I would. It will be a safe aircraft by the time it is signed off. They would get one heck of a discount and by the time they would even see a delivery the world would have moved on to their next hyperventilation.


Well, good thing for Delta’s shareholders and employees you aren’t in the mix. No amount of discounts is worth the hassle and disruption to the operations, the likes of which we are witnessing today. The whole reason Delta is doing so well, is because they have steered clear of Boeing. ALL carriers can benefit from the lower fuel costs, yet those with Max’s in their fleets just don’t seem to be doing as well. I wonder why… As for hyperventilating – I suggest you try to tell that to the family members of the 350+ people who lost their lives… Read more »

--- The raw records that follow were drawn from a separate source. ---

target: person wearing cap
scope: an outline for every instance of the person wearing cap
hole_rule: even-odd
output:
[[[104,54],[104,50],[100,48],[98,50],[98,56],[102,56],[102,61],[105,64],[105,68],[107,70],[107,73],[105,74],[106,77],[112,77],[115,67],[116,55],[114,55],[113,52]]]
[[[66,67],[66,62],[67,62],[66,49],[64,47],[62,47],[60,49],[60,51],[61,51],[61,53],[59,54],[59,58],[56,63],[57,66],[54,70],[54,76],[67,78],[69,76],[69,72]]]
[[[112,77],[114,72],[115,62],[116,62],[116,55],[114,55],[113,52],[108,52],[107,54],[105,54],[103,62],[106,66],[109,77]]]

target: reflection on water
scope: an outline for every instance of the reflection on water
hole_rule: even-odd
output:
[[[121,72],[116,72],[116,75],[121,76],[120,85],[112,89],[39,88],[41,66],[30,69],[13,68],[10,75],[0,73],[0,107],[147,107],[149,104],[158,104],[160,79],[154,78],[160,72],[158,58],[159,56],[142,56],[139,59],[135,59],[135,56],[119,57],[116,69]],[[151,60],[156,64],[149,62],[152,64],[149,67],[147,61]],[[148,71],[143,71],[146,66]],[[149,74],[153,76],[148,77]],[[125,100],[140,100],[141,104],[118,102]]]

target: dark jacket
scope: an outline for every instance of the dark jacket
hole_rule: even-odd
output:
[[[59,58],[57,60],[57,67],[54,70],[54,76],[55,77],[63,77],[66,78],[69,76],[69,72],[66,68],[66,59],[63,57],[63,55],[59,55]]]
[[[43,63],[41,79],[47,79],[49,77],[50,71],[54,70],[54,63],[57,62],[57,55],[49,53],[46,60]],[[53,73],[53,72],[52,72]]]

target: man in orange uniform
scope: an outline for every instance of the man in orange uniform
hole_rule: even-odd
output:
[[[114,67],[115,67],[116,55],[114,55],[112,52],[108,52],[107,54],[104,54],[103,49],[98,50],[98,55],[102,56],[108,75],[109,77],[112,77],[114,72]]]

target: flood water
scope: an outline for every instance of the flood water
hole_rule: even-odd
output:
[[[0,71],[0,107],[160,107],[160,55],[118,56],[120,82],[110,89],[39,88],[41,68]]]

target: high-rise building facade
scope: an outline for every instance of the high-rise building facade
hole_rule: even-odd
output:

No I will tell it to the people who seem to forget that had both airlines not gone cheap and not ordered the additional AoA sensor none of this would have happened. Never mind the terrible pilot actions.


The plane is going to sink the company. The production flaws run very deep and even if and when it gets certified, two or more of the aircraft will crash within months of certification. Boeing hasn’t been Boeing for over two decades, it’s Douglas with all the incompetence and malfeasance that entails. End of story.


In a certain way the MAX grounding is a gift…for the planet. The thousands of cancelled flies are for sure diminishing CO2 emissions.